一年以上も前の記事にコメントさせていただいてよろしいでしょうか。
英文会計の本を読んでいますと"acid test"という用語に何度となく出会います。その度に「酸性テスト」などといった訳がついていたりすると、読み続ける気力を失ってしまうときがあります。
用語集をWordで作っておいて、デスクトップ検索をかければ、必要なときに必要な情報が取り出せると思って作業を始めたのですが、元になる本の信頼度が揺らいでしまっては意味のない作業になってしまうのでやめてしまいました。
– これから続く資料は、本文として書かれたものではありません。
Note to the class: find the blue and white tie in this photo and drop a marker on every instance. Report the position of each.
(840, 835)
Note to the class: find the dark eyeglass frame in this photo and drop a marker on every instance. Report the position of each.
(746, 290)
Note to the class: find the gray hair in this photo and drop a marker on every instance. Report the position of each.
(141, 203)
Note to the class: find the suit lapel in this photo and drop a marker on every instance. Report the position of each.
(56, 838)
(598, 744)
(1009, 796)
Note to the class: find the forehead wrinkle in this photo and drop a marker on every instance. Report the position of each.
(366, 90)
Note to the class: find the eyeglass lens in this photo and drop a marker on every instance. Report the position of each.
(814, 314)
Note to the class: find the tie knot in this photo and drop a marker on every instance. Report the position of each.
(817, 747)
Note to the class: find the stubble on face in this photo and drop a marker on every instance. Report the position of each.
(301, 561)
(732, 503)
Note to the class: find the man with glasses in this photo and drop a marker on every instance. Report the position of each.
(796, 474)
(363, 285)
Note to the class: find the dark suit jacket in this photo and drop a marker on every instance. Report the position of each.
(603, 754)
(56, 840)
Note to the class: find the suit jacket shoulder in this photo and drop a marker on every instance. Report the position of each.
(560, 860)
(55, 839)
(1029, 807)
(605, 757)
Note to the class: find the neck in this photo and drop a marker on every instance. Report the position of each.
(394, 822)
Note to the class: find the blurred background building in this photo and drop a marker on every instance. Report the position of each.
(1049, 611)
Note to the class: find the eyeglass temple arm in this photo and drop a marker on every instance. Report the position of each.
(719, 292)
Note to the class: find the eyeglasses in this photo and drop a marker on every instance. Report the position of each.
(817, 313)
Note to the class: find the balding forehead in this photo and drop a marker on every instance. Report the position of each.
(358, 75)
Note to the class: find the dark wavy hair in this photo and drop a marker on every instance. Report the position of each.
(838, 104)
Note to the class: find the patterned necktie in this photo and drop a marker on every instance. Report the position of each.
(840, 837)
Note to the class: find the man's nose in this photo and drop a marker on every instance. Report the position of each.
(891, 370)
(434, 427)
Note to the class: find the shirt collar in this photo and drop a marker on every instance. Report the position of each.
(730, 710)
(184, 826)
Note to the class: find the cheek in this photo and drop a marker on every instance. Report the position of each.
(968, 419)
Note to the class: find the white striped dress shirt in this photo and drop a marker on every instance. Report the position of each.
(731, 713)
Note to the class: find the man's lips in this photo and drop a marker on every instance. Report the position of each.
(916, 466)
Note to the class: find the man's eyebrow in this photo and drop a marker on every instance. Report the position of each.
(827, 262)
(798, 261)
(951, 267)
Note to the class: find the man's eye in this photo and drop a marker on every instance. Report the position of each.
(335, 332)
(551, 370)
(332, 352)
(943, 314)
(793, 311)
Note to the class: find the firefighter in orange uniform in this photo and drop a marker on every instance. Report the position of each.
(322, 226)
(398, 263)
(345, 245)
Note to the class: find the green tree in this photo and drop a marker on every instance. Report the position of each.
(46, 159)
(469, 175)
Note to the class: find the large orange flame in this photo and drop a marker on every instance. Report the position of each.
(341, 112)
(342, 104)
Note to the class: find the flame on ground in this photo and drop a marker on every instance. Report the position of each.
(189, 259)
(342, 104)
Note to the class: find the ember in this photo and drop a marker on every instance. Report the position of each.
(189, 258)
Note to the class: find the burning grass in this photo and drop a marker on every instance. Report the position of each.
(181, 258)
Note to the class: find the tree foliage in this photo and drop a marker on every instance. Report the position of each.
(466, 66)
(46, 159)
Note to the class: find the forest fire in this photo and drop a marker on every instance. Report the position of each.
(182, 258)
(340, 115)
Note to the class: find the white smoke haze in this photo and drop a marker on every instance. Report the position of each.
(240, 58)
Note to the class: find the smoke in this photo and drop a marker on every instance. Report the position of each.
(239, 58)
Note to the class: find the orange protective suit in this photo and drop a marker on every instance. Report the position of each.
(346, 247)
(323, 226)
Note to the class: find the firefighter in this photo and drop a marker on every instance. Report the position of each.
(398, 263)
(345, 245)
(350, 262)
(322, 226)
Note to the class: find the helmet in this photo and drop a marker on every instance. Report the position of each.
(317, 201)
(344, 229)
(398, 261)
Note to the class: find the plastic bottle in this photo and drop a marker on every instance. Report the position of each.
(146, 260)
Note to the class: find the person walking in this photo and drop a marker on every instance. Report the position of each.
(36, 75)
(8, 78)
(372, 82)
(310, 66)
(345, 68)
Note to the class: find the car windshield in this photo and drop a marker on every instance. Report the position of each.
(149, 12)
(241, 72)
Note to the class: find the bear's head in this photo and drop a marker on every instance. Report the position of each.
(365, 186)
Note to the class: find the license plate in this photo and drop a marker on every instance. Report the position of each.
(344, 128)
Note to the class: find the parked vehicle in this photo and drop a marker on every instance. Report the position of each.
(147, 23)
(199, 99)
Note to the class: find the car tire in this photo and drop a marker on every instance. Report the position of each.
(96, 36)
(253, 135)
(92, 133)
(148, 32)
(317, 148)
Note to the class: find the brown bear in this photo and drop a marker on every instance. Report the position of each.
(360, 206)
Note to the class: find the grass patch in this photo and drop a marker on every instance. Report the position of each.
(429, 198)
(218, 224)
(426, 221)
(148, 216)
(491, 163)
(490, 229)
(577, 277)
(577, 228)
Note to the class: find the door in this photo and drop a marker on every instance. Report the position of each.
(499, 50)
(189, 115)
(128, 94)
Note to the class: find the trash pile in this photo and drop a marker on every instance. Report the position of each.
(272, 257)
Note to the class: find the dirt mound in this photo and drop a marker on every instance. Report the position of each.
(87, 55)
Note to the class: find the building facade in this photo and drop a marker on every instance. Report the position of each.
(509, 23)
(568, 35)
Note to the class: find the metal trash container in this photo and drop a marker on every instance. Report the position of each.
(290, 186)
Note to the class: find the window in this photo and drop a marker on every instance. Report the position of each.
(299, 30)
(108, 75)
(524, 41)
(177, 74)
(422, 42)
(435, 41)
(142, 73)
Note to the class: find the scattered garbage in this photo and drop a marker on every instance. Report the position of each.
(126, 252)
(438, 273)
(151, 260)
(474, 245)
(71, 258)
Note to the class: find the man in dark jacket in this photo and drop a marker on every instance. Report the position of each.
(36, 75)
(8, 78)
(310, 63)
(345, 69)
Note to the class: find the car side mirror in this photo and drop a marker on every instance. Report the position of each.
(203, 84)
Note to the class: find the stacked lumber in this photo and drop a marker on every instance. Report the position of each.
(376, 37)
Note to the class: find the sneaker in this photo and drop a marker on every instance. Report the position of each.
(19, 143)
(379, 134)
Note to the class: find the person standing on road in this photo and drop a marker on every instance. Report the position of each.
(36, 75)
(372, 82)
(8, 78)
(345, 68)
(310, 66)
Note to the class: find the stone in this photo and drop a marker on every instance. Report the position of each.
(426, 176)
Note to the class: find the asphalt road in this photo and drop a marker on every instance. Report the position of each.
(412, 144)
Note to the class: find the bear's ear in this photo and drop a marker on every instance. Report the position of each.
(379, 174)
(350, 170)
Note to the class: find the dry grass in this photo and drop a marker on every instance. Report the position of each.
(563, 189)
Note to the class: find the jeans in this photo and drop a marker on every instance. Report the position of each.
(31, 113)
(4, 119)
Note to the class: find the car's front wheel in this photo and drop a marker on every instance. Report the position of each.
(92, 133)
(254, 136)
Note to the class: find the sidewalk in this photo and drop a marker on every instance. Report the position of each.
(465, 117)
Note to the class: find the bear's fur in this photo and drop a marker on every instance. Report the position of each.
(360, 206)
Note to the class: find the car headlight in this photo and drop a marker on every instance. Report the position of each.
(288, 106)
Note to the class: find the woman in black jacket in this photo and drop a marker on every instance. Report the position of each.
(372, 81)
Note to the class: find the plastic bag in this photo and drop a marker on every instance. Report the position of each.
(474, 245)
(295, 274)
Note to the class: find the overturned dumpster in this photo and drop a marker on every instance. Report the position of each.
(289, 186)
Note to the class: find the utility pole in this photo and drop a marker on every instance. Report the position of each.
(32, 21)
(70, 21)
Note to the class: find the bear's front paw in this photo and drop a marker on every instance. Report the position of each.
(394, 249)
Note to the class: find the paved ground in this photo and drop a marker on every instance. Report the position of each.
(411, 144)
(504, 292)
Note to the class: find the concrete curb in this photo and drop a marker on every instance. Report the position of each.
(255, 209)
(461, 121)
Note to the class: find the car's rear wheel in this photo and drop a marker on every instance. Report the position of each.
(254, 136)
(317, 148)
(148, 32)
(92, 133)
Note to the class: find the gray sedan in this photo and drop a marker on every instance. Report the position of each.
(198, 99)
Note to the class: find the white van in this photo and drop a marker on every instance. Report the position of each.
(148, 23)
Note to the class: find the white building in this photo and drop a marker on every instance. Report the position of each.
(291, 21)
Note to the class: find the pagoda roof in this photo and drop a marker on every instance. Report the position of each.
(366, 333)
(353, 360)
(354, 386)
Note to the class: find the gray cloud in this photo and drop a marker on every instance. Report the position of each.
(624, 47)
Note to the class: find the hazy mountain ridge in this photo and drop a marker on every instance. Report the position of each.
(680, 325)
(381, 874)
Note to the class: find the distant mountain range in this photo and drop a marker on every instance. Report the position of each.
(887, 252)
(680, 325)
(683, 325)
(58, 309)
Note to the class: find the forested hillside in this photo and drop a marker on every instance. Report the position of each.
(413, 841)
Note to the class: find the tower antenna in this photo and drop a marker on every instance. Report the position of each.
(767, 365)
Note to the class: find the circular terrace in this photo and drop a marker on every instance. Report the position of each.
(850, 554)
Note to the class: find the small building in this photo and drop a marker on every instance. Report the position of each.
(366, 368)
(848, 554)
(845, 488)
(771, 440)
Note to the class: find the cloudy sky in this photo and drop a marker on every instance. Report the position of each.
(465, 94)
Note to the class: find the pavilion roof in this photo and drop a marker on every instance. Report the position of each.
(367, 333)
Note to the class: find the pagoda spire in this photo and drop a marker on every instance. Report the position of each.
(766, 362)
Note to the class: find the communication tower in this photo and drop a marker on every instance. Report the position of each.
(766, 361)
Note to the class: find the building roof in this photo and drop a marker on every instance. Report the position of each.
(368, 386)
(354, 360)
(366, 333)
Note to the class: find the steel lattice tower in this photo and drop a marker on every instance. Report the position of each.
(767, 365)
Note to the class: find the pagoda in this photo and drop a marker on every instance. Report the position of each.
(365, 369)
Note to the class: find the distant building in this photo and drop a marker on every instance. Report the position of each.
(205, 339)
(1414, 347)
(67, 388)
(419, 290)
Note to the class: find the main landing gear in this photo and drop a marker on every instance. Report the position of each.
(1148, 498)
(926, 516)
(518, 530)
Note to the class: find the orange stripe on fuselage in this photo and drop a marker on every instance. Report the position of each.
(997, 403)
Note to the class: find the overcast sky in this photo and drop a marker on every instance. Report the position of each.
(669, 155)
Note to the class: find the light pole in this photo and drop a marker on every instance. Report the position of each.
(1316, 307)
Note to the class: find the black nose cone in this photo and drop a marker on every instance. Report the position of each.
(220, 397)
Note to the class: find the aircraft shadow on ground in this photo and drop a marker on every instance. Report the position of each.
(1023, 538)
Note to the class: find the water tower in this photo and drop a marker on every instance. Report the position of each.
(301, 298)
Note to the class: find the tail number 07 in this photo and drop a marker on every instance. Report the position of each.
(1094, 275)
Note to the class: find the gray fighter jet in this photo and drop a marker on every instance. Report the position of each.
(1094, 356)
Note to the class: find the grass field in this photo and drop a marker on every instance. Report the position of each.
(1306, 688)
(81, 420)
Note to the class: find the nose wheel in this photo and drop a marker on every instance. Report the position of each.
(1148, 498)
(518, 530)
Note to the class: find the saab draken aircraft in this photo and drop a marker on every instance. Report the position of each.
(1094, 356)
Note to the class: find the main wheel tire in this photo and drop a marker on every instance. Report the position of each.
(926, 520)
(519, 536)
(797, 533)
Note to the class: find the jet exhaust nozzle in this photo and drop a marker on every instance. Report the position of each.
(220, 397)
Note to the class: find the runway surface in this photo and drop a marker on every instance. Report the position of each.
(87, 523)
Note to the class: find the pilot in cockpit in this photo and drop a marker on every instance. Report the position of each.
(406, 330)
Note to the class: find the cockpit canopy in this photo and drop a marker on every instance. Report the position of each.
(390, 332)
上記URLの記事にも書きましたが、日経新聞の系列の出版社だから内容も大丈夫、なんて思い込んではいけませんね。NHKの系列の出版社よりはましなのかも知れませんが。

[返信]

たしかに、acid test を酸性テストとするのは意味不明という感じもありますし、日本語としても何だかしっくり来ないという印象を受けます。その一方で、Barron's Dictionary of Accounting Terms の邦訳版が acid test ratio を「酸性試験比率」と訳しているという現実があると、一部の実務家は、acid を「酸性」とすることに別段抵抗がないようでもあり、困ったなあと感じます。ただ、自分の仕事として実際に訳す機会があれば、一読了解を優先させて、acid test は要するに quick ratio だということで、迷わず「当座比率」と訳すことでしょう。